Mammography is needed to detect breast cancer. If you are suspected of breast cancer and you see any kind of tightening or lump in your breasts, then you should get mammography done immediately.
There is no pain during this procedure. So let’s know about this process in detail –
What is Mammography
Mammograms are an important part of early diagnosis of breast cancer, along with routine medical examination.
After age 40 or even earlier, if you are at risk for breast cancer, you should have a mammogram every year.
If there is a personal or family history of breast cancer in your family, your doctor may start screening before age 40 or use additional diagnostic methods. Talk to your doctor about the causes of the danger.
If your doctor prescribes a mammogram as a routine test to check for any cancers or changes, it is called a screening mammogram.
If you have a lump in your breast or any other symptoms of breast cancer, your doctor will order a diagnostic mammogram.
You will need to follow some guidelines on the day of the mammogram –
- You cannot apply deodorant, body powder or perfume. Also, you should not apply any ointment or cream to your breasts or underarms. These substances may discolor X-ray pictures.
- If you are pregnant or are likely to become pregnant, tell your doctor before the test.
Mammography is usually done in the X-ray department of a hospital. During this, you have to follow many guidelines.
So let’s know about them –
- You have to take off your clothes above your waist. You will be given a gown made of paper to wear.
- You will be asked to stand near the machine.
- At least two X-rays will be taken of each breast.
- The person doing the test will need to touch and move your breasts to choose the right location for the X-ray.
- Tiny adhesive dots may be placed on your nipples so that your nipples can be seen on an X-ray.
- Your breast is pressed between two flat surfaces. This may hurt you for a while but it will not harm your breasts.
- You will be asked to take a deep breath and hold your breath until the X-ray is taken.
- It takes less than 30 seconds to take an X-ray.
- If you have had a breast implant, more X-rays will need to be done and the test will take longer.
- Test results will be sent to your doctor.
What are the risks of Mammography?
As with any type of X-ray, there is a risk of exposure to very small amounts of radiation during a mammogram.

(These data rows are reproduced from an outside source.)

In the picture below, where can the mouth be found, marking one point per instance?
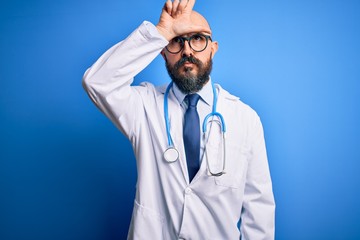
(188, 64)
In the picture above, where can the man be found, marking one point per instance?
(201, 190)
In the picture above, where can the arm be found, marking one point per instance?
(258, 214)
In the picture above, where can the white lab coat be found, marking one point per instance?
(166, 205)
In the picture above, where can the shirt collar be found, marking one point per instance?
(206, 93)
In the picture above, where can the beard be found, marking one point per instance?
(185, 79)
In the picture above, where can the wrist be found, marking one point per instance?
(165, 33)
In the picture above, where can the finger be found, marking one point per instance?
(168, 7)
(182, 5)
(175, 5)
(189, 4)
(200, 29)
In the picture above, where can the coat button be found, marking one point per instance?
(188, 190)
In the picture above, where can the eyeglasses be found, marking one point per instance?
(197, 42)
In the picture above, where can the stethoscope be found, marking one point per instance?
(171, 154)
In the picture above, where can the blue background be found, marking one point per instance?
(67, 173)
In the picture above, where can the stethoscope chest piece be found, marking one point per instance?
(171, 154)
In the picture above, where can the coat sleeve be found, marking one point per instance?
(258, 212)
(108, 81)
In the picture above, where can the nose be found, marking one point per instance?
(187, 51)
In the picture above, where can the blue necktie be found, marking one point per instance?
(191, 134)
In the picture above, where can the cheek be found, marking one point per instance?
(171, 59)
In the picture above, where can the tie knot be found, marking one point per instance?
(193, 99)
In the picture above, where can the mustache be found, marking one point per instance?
(189, 59)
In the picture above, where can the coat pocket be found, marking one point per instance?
(235, 167)
(146, 223)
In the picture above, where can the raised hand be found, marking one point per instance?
(176, 19)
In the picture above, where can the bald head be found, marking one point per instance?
(199, 20)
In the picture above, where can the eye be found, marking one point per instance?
(177, 40)
(198, 37)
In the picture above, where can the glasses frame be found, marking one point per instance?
(188, 39)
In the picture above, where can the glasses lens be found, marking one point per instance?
(175, 45)
(198, 42)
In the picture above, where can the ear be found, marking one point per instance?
(163, 54)
(214, 48)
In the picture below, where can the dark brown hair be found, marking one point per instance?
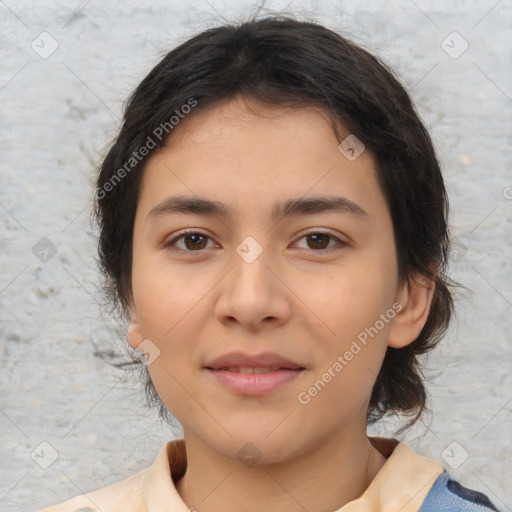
(285, 62)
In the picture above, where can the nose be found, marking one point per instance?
(253, 294)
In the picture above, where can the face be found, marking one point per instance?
(304, 285)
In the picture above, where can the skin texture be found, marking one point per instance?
(294, 300)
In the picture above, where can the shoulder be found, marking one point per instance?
(124, 495)
(448, 494)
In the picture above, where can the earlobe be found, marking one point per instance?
(416, 300)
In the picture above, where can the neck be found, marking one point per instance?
(320, 480)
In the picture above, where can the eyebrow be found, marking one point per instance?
(301, 206)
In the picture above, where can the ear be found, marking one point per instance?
(415, 300)
(133, 335)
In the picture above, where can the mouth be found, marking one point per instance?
(252, 369)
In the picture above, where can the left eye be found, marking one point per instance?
(319, 238)
(195, 241)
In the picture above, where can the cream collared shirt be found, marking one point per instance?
(401, 484)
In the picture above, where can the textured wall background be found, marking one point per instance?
(66, 69)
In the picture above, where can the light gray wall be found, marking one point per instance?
(59, 112)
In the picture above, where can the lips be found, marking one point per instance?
(253, 375)
(242, 362)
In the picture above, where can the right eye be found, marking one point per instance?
(194, 241)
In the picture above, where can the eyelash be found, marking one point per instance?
(170, 245)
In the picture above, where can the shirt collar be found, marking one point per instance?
(401, 484)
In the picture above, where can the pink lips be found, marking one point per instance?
(271, 371)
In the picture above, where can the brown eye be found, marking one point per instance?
(192, 241)
(319, 241)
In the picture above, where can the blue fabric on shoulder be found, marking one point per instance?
(448, 495)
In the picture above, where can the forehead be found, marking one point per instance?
(251, 157)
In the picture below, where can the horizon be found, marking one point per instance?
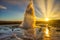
(14, 10)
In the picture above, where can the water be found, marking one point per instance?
(55, 35)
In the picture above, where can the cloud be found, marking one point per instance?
(2, 7)
(18, 2)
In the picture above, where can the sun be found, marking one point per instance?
(46, 19)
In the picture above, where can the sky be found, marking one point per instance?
(13, 10)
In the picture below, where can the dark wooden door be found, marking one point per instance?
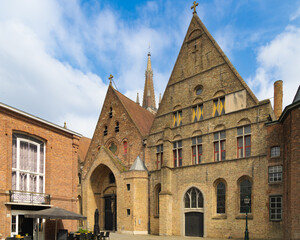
(110, 212)
(194, 224)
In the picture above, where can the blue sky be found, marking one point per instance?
(56, 55)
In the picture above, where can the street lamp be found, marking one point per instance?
(247, 201)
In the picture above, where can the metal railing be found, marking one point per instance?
(29, 197)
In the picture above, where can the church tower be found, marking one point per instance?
(149, 97)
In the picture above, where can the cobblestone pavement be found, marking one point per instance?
(117, 236)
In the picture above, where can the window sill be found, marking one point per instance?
(219, 216)
(243, 216)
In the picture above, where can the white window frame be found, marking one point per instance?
(276, 151)
(243, 135)
(27, 172)
(276, 218)
(275, 171)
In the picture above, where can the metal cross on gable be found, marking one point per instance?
(195, 4)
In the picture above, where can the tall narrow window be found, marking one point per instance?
(28, 163)
(219, 146)
(197, 150)
(276, 208)
(177, 118)
(219, 107)
(221, 197)
(245, 191)
(159, 155)
(125, 147)
(198, 113)
(244, 141)
(110, 112)
(117, 127)
(177, 153)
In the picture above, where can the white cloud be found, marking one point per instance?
(278, 60)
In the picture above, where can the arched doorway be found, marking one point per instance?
(104, 189)
(193, 212)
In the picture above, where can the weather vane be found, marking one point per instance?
(195, 4)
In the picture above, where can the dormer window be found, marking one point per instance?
(110, 112)
(117, 127)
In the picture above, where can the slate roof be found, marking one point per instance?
(141, 117)
(138, 165)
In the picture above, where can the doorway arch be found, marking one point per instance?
(104, 189)
(193, 212)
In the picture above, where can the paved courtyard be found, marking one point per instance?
(117, 236)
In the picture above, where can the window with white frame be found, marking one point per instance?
(177, 153)
(28, 164)
(219, 146)
(244, 141)
(275, 174)
(197, 150)
(275, 151)
(193, 198)
(276, 208)
(159, 155)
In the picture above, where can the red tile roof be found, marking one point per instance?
(142, 118)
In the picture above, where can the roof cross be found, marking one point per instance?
(195, 4)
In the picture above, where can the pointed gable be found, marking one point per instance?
(142, 118)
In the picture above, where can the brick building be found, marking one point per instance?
(187, 167)
(39, 167)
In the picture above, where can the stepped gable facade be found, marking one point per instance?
(189, 169)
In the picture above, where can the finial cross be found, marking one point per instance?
(195, 4)
(110, 78)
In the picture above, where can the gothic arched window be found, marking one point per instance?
(193, 198)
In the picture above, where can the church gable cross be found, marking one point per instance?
(195, 4)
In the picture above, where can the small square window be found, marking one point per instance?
(275, 151)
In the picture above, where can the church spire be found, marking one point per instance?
(149, 97)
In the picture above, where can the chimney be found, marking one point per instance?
(278, 98)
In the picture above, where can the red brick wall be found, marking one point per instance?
(61, 164)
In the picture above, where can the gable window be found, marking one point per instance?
(198, 113)
(28, 167)
(105, 130)
(177, 118)
(159, 155)
(177, 153)
(219, 107)
(117, 127)
(197, 150)
(244, 141)
(110, 112)
(193, 198)
(245, 191)
(276, 208)
(221, 197)
(275, 174)
(275, 151)
(125, 147)
(219, 146)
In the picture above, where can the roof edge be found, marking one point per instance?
(15, 110)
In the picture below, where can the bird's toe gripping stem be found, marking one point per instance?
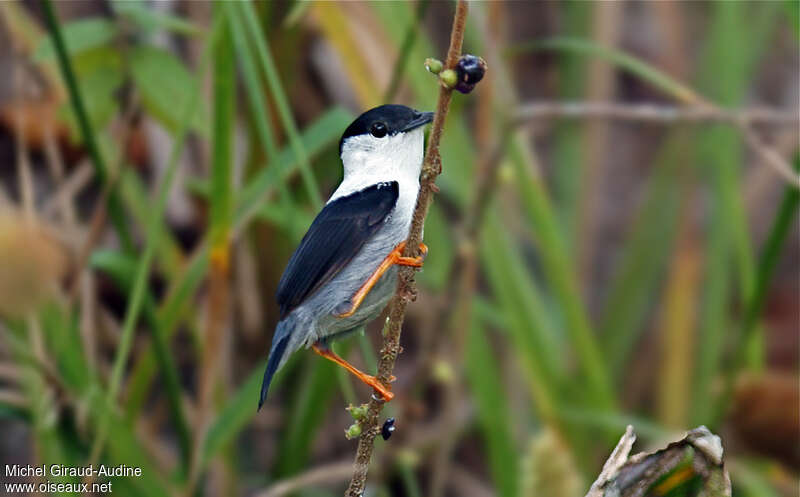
(384, 391)
(395, 257)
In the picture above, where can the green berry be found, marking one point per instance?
(353, 432)
(449, 78)
(358, 412)
(433, 65)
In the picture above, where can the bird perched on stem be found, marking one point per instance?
(343, 273)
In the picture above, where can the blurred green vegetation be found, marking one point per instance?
(554, 359)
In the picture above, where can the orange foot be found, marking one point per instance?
(385, 391)
(350, 307)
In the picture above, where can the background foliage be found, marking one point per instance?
(159, 162)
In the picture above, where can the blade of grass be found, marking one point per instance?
(781, 226)
(643, 261)
(556, 266)
(725, 77)
(143, 269)
(101, 170)
(399, 69)
(333, 23)
(493, 412)
(258, 106)
(248, 18)
(219, 231)
(259, 189)
(569, 136)
(122, 270)
(632, 64)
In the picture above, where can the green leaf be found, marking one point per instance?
(79, 36)
(100, 74)
(148, 19)
(485, 382)
(165, 85)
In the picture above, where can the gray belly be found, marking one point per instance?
(318, 313)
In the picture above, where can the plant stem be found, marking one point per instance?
(431, 168)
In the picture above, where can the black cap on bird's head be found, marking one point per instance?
(386, 120)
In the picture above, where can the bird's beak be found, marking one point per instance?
(420, 119)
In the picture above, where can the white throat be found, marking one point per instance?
(368, 160)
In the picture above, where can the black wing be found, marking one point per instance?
(334, 238)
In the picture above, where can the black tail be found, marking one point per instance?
(279, 342)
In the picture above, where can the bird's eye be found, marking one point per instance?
(378, 130)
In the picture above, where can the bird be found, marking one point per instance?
(344, 271)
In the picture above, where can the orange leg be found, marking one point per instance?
(379, 387)
(393, 258)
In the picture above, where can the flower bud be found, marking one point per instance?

If you are pregnant and need a mammogram before your delivery date, you will usually be given a lead apron during this procedure to avoid harm to your baby.
Result and Normal Sore
Images from a mammogram can help find lumps, or calcium deposits, in your breasts.
The test can also find cysts – fluid-filled clots that come and go normally during some women’s menstrual cycles.
Here the mammogram is a national diagnostic system called BI-RADS or Breast Imaging Reporting and Database System. There are seven categories in this system ranging from zero to six.
Each category describes whether additional pictures are necessary and whether an area is more likely to be a benign (cancerous) or cancerous lump.
Score 0: Another mammogram may be needed if the test scores zero.
Score 1: A test score of 1 means that there is no abnormality in the image. In such a situation, it is advisable to continue with routine screening.
Score 2: A score of two on the test is indicative of cyst-like conditions. In such a situation, it is advisable to continue with routine screening.
Score 3: A test score of three indicates some abnormalities. However, it is not cancer. In this situation, it is advisable to have another mammogram within 6 months.
Score 4: A test score of four is a sign of some abnormality, it could also be cancer. In this situation, a biopsy may be needed.
Score 5: A test score of five is a clear sign of abnormalities, which may indicate confirmation of cancer. In such a situation, a biopsy is recommended.